In the meantime! We shall venture ever forward.
Today’s prompt is about putting everything we have worked on this month together.
So, a quick recap is in order, then, yes?
If you have been following along, we started with a basic narrative arc. Then we made it better! Like adding chocolate.
We added even more with the pre-inciting arc and the denouement spike. Then we moved to the characters. We gave them real backstories and a growth arc of their own.
We focused on making the minor characters important to us as a writer and to our readers. And we made the character arcs even more fun and less linear.
Now, we are going to put everything together and take a look at what’s missing.
By now, your diagram should look something like this:
So what’s missing?
Can you tell?
Have a guess?
Times up! The answer we are looking for is the secondary characters!
Yes, we covered the protagonist and antagonist, the story itself and those minor characters like background props.
But, we need a supporting cast!
We will spend the last work day of the week (fancy way to say Friday, huh?) adding in our supporting cast. And give them an Emmy!
Add a secondary character to your arc, complete with backstory.
Ahh, the ever present side kick. No story is complete without them.
Unless I decide to write an autobiography, but that’s another story.
Secondary characters are just as important as the main characters. These little guys are the catalyst that helps our hero reach the heights, and picks them up when they fall.
In fact, I want you to do something that is completely against everything you have ever learned about character creation.

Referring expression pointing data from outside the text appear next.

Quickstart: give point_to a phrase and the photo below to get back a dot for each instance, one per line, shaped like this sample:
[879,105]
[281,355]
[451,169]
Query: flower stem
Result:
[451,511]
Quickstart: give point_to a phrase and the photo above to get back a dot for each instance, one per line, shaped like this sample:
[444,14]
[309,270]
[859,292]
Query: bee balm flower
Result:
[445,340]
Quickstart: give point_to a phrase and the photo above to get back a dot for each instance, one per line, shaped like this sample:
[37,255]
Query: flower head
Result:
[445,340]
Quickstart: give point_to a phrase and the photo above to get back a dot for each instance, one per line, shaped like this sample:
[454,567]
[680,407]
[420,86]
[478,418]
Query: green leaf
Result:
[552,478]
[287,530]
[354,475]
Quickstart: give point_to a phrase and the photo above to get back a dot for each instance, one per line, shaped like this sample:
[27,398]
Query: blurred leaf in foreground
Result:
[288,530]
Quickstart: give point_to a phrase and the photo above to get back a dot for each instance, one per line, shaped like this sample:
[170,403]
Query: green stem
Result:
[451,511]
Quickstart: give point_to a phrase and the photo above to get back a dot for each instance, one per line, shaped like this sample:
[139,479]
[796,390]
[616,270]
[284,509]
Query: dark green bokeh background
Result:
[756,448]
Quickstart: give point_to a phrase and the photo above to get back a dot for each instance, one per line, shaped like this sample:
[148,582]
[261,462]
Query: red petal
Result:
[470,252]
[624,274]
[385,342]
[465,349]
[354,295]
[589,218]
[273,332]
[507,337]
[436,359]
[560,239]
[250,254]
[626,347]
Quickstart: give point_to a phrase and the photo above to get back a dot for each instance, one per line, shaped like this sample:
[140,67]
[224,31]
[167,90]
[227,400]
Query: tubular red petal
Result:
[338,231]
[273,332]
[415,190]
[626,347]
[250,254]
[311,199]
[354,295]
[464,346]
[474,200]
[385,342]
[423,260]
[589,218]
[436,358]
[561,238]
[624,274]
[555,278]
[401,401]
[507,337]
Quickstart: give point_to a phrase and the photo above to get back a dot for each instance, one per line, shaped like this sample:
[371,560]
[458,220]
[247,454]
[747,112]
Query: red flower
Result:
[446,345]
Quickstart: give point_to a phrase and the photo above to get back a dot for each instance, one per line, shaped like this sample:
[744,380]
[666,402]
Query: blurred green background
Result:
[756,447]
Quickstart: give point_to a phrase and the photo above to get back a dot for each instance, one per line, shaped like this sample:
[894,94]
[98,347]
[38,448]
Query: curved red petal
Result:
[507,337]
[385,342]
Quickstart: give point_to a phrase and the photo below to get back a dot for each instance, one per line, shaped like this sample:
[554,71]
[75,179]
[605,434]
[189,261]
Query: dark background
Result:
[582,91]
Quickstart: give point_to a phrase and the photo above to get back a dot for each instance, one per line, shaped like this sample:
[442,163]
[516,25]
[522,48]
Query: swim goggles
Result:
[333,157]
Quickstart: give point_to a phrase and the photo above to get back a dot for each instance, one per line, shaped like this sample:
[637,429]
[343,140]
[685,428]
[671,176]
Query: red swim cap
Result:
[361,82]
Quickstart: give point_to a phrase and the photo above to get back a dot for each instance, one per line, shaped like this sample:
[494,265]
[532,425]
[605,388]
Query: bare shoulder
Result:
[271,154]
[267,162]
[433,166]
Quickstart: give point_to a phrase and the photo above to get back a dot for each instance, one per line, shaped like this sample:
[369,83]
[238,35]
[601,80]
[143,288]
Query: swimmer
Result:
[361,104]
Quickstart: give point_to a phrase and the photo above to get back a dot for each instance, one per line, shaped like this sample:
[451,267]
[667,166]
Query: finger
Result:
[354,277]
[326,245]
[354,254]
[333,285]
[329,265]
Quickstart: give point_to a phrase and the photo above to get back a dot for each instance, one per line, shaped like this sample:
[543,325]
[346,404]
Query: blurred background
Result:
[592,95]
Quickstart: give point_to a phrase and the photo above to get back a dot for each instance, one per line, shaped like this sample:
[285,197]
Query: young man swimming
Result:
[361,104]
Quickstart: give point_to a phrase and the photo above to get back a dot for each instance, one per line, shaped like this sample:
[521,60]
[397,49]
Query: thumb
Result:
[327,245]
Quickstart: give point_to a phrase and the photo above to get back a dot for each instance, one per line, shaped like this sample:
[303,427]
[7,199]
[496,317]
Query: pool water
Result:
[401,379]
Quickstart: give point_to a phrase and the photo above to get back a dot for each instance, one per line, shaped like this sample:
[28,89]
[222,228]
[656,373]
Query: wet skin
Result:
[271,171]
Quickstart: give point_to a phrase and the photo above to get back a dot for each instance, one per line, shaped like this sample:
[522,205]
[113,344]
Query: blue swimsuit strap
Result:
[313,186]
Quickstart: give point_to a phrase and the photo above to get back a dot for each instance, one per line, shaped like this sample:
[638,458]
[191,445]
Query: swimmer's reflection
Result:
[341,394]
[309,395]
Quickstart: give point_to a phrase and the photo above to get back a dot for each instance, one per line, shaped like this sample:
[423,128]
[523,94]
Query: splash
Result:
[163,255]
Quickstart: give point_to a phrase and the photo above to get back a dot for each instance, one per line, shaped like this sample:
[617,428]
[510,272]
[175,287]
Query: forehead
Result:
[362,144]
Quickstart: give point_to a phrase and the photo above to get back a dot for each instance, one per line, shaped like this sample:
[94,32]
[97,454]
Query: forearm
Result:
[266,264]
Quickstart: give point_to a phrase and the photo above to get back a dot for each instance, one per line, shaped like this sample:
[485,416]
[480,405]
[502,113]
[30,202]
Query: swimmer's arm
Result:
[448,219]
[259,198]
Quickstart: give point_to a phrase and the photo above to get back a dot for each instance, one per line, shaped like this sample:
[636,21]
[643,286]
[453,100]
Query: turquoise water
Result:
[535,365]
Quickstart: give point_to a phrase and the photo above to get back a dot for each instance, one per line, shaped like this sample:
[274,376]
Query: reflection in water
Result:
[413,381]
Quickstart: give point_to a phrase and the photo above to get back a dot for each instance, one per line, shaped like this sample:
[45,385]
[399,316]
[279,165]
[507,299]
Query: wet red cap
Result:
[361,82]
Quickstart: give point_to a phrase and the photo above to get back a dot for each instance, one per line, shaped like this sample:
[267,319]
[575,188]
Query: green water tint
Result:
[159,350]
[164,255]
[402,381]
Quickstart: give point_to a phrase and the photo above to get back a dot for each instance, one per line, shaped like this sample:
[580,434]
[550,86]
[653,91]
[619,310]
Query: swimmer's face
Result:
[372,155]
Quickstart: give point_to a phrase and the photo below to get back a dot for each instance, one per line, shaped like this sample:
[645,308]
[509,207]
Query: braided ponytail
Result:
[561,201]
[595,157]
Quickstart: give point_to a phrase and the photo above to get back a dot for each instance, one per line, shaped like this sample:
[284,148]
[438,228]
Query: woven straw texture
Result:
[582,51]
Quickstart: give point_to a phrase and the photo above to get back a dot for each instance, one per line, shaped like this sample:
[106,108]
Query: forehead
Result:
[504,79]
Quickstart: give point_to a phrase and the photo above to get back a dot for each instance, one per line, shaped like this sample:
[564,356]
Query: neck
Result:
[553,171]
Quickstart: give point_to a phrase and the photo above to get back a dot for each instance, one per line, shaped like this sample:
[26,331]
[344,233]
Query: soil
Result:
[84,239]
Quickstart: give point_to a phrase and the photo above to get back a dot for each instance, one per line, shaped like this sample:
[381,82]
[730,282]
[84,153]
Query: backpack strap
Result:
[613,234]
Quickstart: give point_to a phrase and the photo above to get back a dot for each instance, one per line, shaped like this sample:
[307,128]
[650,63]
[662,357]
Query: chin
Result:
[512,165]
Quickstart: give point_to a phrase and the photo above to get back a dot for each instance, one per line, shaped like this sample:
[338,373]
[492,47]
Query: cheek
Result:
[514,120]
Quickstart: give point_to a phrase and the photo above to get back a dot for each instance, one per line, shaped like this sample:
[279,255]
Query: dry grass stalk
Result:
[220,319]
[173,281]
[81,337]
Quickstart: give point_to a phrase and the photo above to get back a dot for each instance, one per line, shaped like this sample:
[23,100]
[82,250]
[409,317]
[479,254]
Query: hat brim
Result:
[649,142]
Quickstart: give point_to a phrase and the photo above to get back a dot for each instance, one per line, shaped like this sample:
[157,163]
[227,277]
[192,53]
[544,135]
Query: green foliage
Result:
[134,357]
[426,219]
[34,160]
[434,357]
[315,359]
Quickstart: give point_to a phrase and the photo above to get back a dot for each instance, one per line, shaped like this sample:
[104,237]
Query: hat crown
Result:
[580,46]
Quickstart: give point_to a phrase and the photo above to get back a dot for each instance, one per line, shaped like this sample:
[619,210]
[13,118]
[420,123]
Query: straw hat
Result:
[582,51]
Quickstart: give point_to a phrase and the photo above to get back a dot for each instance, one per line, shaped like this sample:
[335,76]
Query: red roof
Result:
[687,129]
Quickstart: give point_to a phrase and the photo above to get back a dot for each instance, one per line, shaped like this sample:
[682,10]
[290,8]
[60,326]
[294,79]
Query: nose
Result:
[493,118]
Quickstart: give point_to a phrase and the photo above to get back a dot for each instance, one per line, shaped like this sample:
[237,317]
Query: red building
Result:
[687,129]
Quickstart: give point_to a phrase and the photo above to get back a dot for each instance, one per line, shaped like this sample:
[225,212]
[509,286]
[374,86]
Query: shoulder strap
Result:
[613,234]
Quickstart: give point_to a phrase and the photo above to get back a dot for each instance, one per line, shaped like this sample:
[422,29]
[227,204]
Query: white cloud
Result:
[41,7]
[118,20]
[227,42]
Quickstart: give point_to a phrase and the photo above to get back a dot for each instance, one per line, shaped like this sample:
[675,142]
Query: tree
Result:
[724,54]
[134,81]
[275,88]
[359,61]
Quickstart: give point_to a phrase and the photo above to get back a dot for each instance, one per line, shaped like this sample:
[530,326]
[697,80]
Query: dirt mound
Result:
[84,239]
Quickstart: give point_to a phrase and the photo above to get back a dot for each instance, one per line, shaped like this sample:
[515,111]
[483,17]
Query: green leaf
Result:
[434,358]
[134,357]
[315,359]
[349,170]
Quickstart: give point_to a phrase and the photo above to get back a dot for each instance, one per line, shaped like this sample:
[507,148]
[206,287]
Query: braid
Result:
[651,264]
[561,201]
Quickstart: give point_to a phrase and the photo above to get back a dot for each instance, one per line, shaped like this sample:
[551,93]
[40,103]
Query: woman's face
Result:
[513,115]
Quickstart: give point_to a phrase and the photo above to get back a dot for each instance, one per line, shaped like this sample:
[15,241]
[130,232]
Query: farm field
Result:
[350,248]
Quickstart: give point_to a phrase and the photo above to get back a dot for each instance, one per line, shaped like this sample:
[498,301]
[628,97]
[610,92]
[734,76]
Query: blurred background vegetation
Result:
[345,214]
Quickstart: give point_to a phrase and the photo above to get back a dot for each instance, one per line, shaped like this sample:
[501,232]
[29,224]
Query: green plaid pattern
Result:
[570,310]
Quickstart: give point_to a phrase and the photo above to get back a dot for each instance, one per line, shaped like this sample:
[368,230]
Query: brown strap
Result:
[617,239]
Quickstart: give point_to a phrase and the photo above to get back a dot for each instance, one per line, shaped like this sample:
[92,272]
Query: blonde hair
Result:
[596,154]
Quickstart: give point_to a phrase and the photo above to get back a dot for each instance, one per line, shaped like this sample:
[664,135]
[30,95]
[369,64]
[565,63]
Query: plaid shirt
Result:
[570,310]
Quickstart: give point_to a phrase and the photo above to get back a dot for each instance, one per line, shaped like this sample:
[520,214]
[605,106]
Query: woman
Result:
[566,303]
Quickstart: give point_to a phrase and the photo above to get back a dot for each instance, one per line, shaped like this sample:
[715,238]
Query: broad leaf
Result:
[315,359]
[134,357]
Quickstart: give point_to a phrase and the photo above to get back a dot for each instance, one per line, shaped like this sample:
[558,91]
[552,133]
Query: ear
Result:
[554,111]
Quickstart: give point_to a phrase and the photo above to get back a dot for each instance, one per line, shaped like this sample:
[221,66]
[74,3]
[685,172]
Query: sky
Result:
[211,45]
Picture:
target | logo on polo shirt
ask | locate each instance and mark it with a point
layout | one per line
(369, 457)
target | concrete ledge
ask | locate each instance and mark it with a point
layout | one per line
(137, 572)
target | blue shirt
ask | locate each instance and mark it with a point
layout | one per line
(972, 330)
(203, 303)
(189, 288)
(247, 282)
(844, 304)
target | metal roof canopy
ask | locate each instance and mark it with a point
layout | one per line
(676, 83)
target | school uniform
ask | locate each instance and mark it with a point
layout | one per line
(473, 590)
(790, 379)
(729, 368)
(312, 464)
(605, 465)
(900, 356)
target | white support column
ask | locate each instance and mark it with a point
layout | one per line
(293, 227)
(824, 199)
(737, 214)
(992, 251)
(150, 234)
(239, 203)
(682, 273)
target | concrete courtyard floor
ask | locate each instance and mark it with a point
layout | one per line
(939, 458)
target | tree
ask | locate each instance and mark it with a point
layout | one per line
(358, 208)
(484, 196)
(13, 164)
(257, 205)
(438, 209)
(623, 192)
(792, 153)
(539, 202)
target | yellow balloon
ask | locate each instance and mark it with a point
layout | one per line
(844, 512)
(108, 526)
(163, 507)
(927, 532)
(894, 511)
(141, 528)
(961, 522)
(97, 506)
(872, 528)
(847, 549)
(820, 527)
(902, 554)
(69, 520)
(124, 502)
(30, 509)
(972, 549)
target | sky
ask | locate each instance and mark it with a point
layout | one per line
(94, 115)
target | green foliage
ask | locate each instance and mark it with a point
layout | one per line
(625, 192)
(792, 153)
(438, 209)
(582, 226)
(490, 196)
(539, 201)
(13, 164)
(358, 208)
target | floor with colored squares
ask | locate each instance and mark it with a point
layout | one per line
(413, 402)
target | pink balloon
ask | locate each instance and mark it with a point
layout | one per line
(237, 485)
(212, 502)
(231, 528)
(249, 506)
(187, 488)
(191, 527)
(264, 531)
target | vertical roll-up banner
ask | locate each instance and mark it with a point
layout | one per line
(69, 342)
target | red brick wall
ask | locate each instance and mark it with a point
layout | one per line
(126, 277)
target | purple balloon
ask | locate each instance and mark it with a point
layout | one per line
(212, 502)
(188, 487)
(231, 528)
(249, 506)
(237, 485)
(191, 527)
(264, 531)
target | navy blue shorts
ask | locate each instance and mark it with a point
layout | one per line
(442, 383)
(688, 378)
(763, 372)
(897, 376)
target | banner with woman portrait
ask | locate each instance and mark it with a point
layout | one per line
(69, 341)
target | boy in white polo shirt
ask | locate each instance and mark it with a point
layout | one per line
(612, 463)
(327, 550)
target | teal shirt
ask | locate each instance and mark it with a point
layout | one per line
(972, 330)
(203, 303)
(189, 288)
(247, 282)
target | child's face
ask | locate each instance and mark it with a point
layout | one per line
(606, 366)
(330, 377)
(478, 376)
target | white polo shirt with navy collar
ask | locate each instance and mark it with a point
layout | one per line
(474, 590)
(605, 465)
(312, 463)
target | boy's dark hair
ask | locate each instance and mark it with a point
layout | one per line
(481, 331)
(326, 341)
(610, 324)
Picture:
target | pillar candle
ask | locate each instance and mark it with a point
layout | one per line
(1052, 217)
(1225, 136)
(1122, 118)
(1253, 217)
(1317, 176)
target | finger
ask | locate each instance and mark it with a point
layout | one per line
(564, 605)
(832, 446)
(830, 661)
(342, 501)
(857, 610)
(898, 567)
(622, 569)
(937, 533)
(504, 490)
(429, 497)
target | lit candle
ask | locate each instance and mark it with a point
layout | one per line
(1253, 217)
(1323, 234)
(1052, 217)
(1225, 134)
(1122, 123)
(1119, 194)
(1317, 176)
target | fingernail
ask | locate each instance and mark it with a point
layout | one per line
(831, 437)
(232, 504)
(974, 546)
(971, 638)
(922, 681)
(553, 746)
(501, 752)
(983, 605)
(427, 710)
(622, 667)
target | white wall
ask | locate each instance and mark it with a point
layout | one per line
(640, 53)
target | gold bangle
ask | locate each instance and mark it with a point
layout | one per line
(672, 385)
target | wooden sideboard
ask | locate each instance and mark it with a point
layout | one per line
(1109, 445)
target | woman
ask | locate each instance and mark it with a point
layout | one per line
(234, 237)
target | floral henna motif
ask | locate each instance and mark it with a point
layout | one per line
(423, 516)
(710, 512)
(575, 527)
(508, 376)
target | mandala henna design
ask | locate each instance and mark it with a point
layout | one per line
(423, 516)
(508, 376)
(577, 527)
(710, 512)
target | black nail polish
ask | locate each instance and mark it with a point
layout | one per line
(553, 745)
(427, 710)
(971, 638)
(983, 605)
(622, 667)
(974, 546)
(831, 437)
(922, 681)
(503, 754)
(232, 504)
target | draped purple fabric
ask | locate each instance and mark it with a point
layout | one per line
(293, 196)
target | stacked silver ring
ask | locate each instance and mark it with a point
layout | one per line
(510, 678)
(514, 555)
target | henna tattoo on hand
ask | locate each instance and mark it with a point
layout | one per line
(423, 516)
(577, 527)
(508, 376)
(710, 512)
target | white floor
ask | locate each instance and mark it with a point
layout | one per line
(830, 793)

You need to unlearn in order to move forward. There is a quote about that somewhere, but I can’t find it right now. Moving on!
When you stop seeing your supporting characters as secondary, they will begin to come to life on their own.
Think about the Lord of the Rings. Frodo is the protagonist, Sauron is the antagonist.
Technically, that makes all the other characters secondary. Gandalf and Legolas and Aragorn are all secondary characters.
How do you feel about Samwise? Gollum? Do you think they are secondary?
Of course not. They are just as primary as Frodo. The entire cast is. And that is why the story is so great. Same with Harry Potter.
These are stories that will stand the test of time, over and over, because the characters are what we resonate with.
No one alive can relate to having to take an all-powerful ring to a fiery mountain. Nor can we compare our high school to Hogwarts.
But we can see ourselves helping a friend in their most dire time of need. Or calling on our loved ones to fight off some evil being, like cancer or, offering support and holding hands through the tough bits.
The point is, we need our secondary characters to be just as prominent and important as our main characters. And there is only one way to do that.
Treat them like main characters.
I know. It goes against everything you have ever been taught. But you need to unlearn that shit.
Your supporting cast have lives, too. Their world is turned upside down when the MC needs to get to a hill top or fight a dragon. They also come from somewhere, are headed somewhere and have dreams, goals and aspirations.
If you think you are going to write a great story without making your secondary characters just as real as your main ones, I got bad news for you.
So take some time today, and play around with a secondary character for this story we’ve been building this month.
Even if it isn’t your main WiP. Create a secondary character that is just as real to you as the MC. Go through the entire process with this character and see how much life you can breathe into them.
When you are finished, post your results in the comments and let’s see how real others find your supporting cast.